Cuando quiso apagarlo, se dio cuenta que pedazos de tela y de colchón encendidos caían sobre él y sobre su propia cama. En cuestión de segundos, los dos colchones ardían en llamas.

En los otros calabozos, hasta ese momento todo era tranquilidad, pero el primero de los gritos alertó a los demás interno, al mismo tiempo.

Los operadores también los escucharon y llegaron corriendo a investigar qué ocurría y se encontraron con la celda 12 en llamas y los dos menores agarrados a la puerta, mientras las llamas ya les comenzaban a cubrir las espaldas.

Desesperados, intentaron abrir el candado, pero el calor hacía imposible ingresar la llave. Los nervios se iban apoderando de cada uno de ellos, hasta que de la nada, un operador apareció con un hierro e hizo palanca hasta romper el candado y abrir la puerta.

Ese mismo empleado, junto a otro, se metieron a la celda sin que les importara las llamas, levantaron a ambos menores en sus brazos y los llevaron a una pileta, mientras las cámaras filmaban todo, en unos minutos que parecieron una eternidad.

Esa noche, uno de los menores murió, el otro fue entregado a la familia luego de permanecer internado. El resto de los menores declaró a favor de los operadores y de su desesperación.

Ya pasó más de un año de ese hecho, pero hace unas semanas me contaron que algo nuevo sucedía desde hace tiempo y no lo quise creer.

Sabía que los menores no querían ser alojados en esa celda. Decían que estaba maldita, que había mala vibra, que no les gustaba. Incluso los empleados mencionaban cosas, pero realmente no les creía.

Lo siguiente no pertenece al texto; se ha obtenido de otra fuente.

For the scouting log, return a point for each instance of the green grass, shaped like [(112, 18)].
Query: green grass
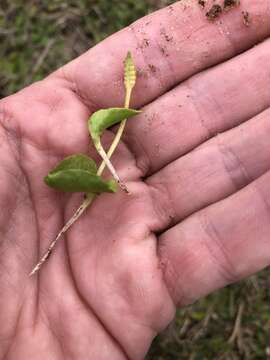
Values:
[(39, 36)]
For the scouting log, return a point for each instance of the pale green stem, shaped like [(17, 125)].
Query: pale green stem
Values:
[(89, 197)]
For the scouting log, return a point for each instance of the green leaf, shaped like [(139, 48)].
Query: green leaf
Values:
[(78, 161), (77, 173), (105, 118)]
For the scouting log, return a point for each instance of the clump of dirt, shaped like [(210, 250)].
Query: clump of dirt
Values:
[(230, 4), (152, 68), (246, 18), (167, 37), (214, 12), (202, 3)]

Pero ayer a la tarde, tuve que pasar por ese calabozo, y lo que vi juro que no me lo esperaba. El lugar estaba en silencio, no estuve aquella noche pero me imaginé que ese silencio debió haber sido parecido al que hubo previo a la tragedia.

El aire se puso pesado, me costaba respirar, incluso mover los pies se me hacía cada vez más imposible y fue entonces que giré hacia la celda 12. Ni siquiera sé el motivo por el que lo hice, pero no pude dejar de hacerlo. El candado de la puerta… se movía solo.

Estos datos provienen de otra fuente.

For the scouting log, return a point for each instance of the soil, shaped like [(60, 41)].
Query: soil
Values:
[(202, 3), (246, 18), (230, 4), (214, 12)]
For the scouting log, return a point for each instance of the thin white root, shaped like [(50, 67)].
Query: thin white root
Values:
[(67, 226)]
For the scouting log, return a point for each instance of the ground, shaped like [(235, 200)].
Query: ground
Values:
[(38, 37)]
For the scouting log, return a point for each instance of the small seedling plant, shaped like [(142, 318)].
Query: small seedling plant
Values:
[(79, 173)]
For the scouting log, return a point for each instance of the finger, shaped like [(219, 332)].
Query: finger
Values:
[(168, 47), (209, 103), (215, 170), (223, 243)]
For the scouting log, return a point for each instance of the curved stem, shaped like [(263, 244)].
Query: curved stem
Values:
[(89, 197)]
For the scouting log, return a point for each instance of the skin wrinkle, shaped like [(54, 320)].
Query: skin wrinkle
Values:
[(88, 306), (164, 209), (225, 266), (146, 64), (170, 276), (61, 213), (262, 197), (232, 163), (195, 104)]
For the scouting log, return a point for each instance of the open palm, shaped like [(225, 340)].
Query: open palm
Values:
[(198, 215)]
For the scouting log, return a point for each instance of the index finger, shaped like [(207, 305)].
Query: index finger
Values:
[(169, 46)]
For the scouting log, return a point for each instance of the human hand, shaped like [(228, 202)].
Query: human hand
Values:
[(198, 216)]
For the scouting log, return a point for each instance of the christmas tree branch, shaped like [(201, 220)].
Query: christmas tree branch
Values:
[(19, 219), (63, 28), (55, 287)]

Miré hacia las ventanas, hacia las puertas, pero estaban todas cerradas. Ni una sola corriente de aire. Y el candado, cómo si tuviera vida, se movía de un lado a otro.

Esa misma noche, pasaron más cosas raras. Hubo silbidos, pero no había nadie despierto. Lo peor es que después se agregaron pasos y todos provenían de un lugar cerrado, donde solamente se podía acceder con una llave. Después de eso, nadie pudo conciliar el sueño.


PD: Unos días antes de la Navidad del 2011, dos chicos quedaron atrapados en su celda durante un incendio provocado por un encendedor. Uno de ellos murió a las pocas horas. El resto de los menores alojados declaró ante la Justicia, favoreciendo a los operadores, las cámaras mostraron la desesperación de estos y como ellos apagaron el incendio antes de la llegada de los bomberos. Sin embargo, el Gobierno y las autoridades del exCose los dejaron solos, sin apoyo legal ni psicológico. Lamentablemente, la historia es real, salvo algunos detalles. Incluso el candado, que hasta el día de hoy, dicen, en ciertos horarios se mueve solo.